Conyza canadensis (sometimes called Erigeron canadensis L.) is an annual plant native throughout most of North America and Central America. It is also widely naturalized in Eurasia and Australia. Common names include horseweed, Canadian horseweed, Canadian fleabane, coltstail, marestail and butterweed. It was the first weed to have developed glyphosate resistance, reported in 2001 from Delaware.
Conyza canadensis is an annual plant growing to 1.5 m (60 inches) tall, with sparsely hairy stems. The leaves are unstalked, slender, 2-10 cm long and up to 1 cm (0.4 inches) across, with a coarsely toothed margin. They grow in an alternate spiral up the stem and the lower ones wither early. The flowers are produced in dense inflorescences 1 cm in diameter. Each individual flower has a ring of white or pale purple ray florets and a centre of yellow disc florets. The fruit is a cypsela tipped with dirty white down.
Conyza canadensis can easily be confused with C. sumatrensis, which may grow to a height of 2 m, and the more hairy C. bonariensis which does not exceed 1 m (40 inches). Conyza canadensis is distinguished by bracts that have a brownish inner surface and no red dot at the tip, and are free (or nearly free) of the hairs found on the bracts of the other species.
Horseweed originated in North America and is very widespread there, but has spread to inhabited areas of most of the temperate zone of Asia, Europe, and Australia. It is much the most common of the alien Conyza species in Britain, and is found from northern Scotland to Cornwall. It is the only one of the British Conyza species that grows as a weed of arable land: the others are casuals of waste and disturbed ground in towns and by roads and railways. It is not invasive of any natural or semi-natural habitats.

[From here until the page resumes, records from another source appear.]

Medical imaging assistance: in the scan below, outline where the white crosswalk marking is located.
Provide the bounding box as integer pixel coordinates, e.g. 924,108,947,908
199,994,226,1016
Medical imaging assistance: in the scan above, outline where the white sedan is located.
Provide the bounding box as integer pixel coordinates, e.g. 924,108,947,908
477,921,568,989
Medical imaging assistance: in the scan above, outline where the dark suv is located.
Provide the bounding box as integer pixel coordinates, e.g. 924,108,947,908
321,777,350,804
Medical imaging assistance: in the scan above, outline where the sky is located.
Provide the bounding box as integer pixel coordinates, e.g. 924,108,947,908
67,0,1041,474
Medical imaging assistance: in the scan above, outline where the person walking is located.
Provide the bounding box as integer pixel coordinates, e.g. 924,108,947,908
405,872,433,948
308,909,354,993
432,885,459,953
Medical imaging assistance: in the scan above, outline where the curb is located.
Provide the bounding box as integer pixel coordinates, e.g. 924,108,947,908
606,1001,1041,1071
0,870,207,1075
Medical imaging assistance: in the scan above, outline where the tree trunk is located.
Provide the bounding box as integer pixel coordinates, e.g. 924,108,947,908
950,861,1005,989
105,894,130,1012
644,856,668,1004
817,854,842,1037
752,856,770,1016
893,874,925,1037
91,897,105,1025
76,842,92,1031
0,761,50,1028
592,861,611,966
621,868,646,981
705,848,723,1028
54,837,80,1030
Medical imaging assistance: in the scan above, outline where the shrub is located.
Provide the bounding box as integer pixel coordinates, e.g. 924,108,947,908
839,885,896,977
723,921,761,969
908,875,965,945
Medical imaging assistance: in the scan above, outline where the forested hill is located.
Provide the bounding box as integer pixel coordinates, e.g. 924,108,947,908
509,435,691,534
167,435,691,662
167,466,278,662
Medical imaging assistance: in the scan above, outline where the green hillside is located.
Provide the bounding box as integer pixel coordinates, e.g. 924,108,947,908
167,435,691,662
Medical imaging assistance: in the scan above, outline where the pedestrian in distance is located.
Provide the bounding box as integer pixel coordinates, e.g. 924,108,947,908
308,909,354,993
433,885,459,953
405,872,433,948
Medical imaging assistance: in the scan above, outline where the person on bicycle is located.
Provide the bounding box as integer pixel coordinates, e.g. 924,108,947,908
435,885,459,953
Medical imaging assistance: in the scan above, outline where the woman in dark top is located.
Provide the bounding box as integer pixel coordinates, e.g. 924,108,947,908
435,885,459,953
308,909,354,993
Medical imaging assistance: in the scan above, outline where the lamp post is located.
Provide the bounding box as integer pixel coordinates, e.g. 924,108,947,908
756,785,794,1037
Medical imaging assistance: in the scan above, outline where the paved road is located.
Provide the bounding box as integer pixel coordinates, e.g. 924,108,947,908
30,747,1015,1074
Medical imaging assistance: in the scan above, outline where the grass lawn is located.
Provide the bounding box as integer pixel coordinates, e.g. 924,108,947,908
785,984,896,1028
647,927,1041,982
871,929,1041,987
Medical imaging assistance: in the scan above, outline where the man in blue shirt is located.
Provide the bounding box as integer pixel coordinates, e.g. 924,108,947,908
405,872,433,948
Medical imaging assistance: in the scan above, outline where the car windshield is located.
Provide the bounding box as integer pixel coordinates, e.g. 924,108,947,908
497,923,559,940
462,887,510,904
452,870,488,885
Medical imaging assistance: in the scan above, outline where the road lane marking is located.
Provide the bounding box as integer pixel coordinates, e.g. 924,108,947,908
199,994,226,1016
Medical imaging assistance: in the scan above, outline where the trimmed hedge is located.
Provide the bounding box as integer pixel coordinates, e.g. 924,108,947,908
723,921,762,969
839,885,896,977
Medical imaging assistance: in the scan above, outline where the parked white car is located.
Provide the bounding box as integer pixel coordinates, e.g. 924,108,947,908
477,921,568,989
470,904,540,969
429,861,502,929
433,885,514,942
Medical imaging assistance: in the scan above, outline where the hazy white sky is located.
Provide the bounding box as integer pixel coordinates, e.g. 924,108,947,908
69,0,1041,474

Horseweed is commonly considered a weed, and in Ohio it has been declared a noxious weed. It can be found in fields, meadows, and gardens throughout its native range. Horseweed infestations have reduced soybean yields by as much as 83%. It is an especially problematic weed in no-till agriculture, as it is often resistant to glyphosate and other herbicides. Farmers are advised to include 2,4-D or dicamba in a burndown application prior to planting to control horseweed.
The Zuni people insert the crushed flowers of C. canadensis var. canadensis into the nostrils to cause sneezing, relieving rhinitis. A tincture can be made from the dried flowering tops of the plants.
Horseweed is a preferable material for use in the hand drill method of making friction fire.